The protections were put into place by an executive order signed by President Obama in 2014, amending existing anti-sexism provisions to also provide protections based on sexual and gender identity. At the time, the president made a statement condemning Congress for a failure to pass similar protections.
“Many of you have worked for a long time to see this day coming. Today, our government will become just a little bit fairer.
It doesn’t make much sense, but today in America, millions of our citizens go to work with the awareness they could lose their job because of who they are – lesbian, gay, bisexual, transgender – and that’s wrong. We’re here to do what we can to make it right. To bend the arc of justice, just a little bit, in the right direction.
Once I sign this order… we’re going to prohibit all companies that receive contracts from the federal government from discriminating against their LGBT employees. This is not a matter of political correctness. People lose their jobs. Their lives are threatened, their families are threatened. It’s time to address this injustice for every American.”
But early Thursday morning, the members of the House of Representatives committee voted in favor of repealing that order — which is difficult to construe as anything but voting in favor of anti-LGBT discrimination. The only effect of Executive Order 13672 was to add the words “sexual orientation and gender identity” to existing anti-discrimination legislation; the Russell amendment explicitly strips those five words from the FY 2017 National Defense Authorization Act.

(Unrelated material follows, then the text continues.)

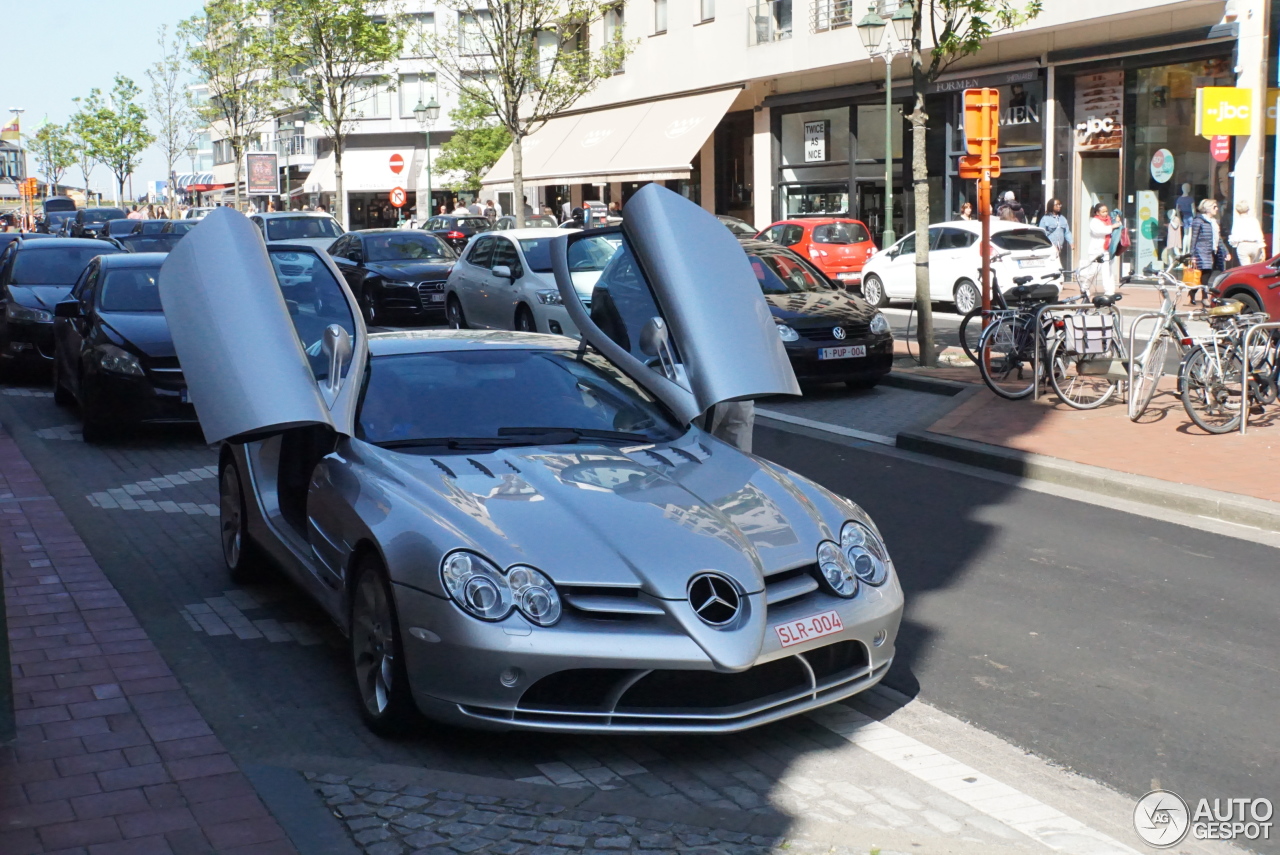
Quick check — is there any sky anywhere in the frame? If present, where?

Republicans, unsurprisingly, are citing “religious freedom” as the motivator behind the decision; according to The Hill, Rep. Russell claims that “this rule affirms prior policy that faith-based organizations are no less eligible than secular organizations to deliver federally funded services.” It’s worth noting that a separate executive order from President Obama has already affirmed that religious-affiliated contractors must be able to compete equally for contracts. “I am sensitive to the objections by the members on the other side of the aisle,” he later added. “However, that is not the fight that you’re looking for.”
But House Democrats disagree, saying that the new wording isn’t about clarification, but explicitly grants the right to discriminate against LGBT people. Rep. Adam Smith (D-WA), ranking member of the committee, said that the new language could even be extended to discriminate against anyone within any protected class, whether a business identifies with a religion or not, simply by deciding that they don’t want to do business with them.

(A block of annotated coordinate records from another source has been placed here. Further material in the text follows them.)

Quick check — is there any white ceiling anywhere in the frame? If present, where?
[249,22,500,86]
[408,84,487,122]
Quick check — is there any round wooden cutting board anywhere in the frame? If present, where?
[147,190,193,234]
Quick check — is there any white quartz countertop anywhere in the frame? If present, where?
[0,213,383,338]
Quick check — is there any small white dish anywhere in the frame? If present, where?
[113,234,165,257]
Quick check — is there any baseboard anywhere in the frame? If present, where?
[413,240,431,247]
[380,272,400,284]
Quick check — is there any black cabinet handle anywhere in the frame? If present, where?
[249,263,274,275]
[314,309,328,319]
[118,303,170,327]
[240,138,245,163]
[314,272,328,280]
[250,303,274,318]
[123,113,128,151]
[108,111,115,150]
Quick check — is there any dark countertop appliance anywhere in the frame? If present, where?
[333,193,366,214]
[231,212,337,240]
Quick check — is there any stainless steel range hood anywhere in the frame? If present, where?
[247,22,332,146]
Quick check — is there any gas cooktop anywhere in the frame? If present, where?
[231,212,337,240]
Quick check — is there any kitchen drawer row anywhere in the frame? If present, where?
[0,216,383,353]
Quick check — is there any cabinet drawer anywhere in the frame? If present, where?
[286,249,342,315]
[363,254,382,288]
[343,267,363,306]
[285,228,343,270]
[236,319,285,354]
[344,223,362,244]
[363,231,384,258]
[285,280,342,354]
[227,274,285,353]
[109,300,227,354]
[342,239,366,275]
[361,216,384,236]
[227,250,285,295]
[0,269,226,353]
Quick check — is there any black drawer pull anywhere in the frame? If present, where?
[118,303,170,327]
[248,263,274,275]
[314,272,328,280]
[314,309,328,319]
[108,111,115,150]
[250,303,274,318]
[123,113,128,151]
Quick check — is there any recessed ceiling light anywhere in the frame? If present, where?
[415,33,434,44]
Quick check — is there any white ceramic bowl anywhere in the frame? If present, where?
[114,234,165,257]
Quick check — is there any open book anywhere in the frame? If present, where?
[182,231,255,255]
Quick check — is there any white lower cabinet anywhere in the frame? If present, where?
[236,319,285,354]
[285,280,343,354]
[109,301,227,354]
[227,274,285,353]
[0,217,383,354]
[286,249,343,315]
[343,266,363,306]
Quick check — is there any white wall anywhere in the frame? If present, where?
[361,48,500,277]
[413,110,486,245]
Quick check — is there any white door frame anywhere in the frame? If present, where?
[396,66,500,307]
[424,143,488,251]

“The way this amendment is written, it doesn’t matter if you’re a religious organization. Basically, you could be a private contractor, and this basically gives you the right to discriminate if you just decide that you don’t want to do business with gay people or anybody else for that matter within a protected class.”
Protected classes in the United States range from race, to veterans, to those with disabilities.

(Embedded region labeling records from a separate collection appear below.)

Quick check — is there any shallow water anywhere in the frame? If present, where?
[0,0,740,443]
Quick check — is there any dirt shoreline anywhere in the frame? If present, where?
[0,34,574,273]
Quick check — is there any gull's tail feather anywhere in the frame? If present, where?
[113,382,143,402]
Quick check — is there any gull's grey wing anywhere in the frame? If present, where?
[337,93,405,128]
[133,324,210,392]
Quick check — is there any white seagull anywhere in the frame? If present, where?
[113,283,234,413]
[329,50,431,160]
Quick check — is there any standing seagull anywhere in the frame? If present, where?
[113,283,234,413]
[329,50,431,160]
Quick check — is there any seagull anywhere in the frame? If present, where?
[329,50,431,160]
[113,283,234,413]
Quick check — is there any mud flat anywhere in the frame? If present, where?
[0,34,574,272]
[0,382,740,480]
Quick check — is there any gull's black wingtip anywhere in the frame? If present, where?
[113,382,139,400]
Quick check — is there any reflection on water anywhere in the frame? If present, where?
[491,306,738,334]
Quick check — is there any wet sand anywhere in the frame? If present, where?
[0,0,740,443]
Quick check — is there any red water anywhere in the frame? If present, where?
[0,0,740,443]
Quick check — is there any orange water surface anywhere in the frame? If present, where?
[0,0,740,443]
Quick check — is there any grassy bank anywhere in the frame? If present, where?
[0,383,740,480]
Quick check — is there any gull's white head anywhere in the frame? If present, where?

The Human Rights Campaign (HRC) “strongly condemned” the Russell amendment, calling Rep. Russell an “anti-LGBT Representative” in their official statement. HRC Government Affairs Director David Stacy suggested that “evidently some House Republicans want to emulate their state legislative colleagues in undermining legal protections for LGBT Americans” and called on House Republican leadership to remove the language from the bill. They also reiterated that the amendment would have “far-reaching intended and unintended consequences,” suggesting that, as Rep. Smith noted, the new, vague language could undermine existing non-discrimination protections against every protected class.
With legal protections under threat in every part of the country and every level of government, America is becoming a pretty scary place for LGBT people to live and work — if they’re even allowed to do so.